Ele não chegou a comentar, mas a gente acabou dando esse recado pra ele. Quando ele falou sobre o acalmamento de tráfego, deu pra perceber que sobre alguns assuntos ele não tem entendimento e acaba respondendo por eles também. Mostramos a ele que o poder público, ele como prefeito, os técnicos da CET ou de outras secretarias precisam ter em mente que eles não podem dar qualquer tipo de declaração que possa afetar o ciclista na rua. Dizer que o ciclista devia usar uma via paralela é reforçar que o ciclista não deve estar na Paulista. Acho que ele entendeu o recado, assim como o Macena e o Tonobohn também.

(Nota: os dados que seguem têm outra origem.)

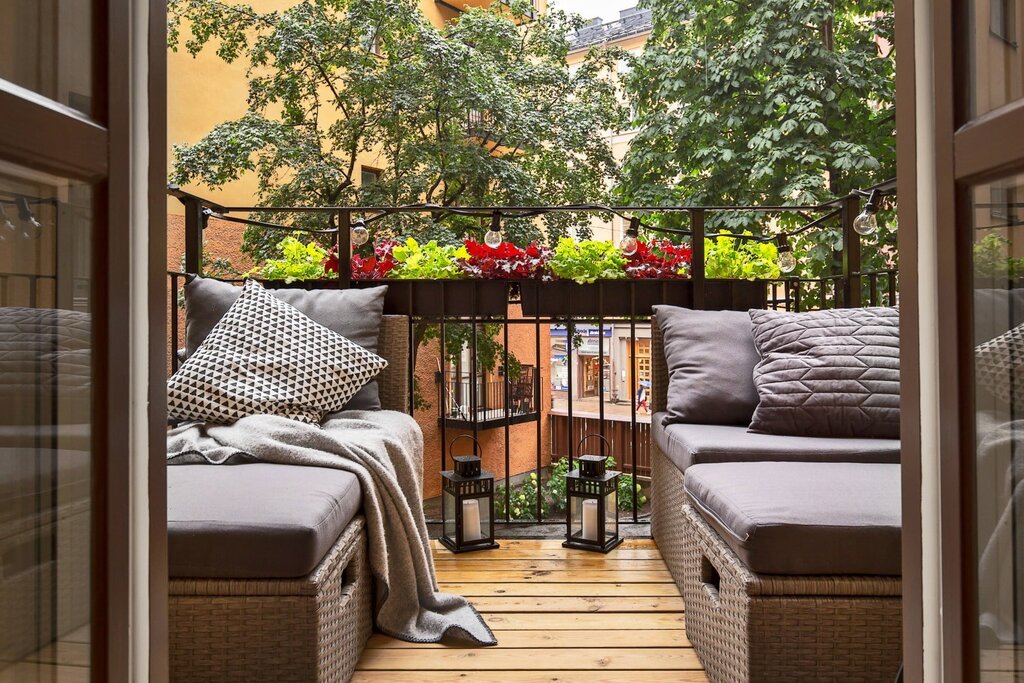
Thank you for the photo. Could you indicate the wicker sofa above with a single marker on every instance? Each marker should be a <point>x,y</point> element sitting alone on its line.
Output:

A prefeitura tem que ter um discurso afirmativo da bicicleta, e ela não pode dar esse tipo de declaração porque reforça que o motorista avance para cima do ciclista ou do pedestre quando ele diz para o pedestre não atravessar fora da faixa.

 

Do ponto de vista histórico, para a causa da mobilidade urbana por bicicleta, o que representou a reunião de hoje?

 

Em primeiro lugar, é muito emocionante para essas 12 pessoas que estavam aqui entender que elas estavam vivendo um momento único e com uma responsabilidade enorme de representar 500 mil pessoas que pedalam em São Paulo. Pra gente foi algo surpreendente, muito rápido de se articular e de tentar se articular diante de vozes tão diversas de tantas pessoas. Isso foi um primeiro momento. Não que um ou outro queira representar a cidade inteira, mas a gente entendeu o nosso papel ali. Em segundo lugar, vimos que a prefeitura, finalmente, está se abrindo para a bicicleta de modo a construir uma nova mentalidade e mudar o modal. Se São Paulo era só para os carros, São Paulo não pode ser mais só para os carros. Acho que essa reunião dá essa deixa: se os ciclistas, pedestres e os outros lados que não só os automóveis começarem a brigar por esse espaço e reivindicar do poder público que isso aconteça – e a gente está tendo esse espaço da prefeitura – a gente tem que ser inteligente para saber usar esse espaço. Se tiver espaço de participação a gente tem que ocupar. E eles estão dizendo que vai haver. Isso é histórico.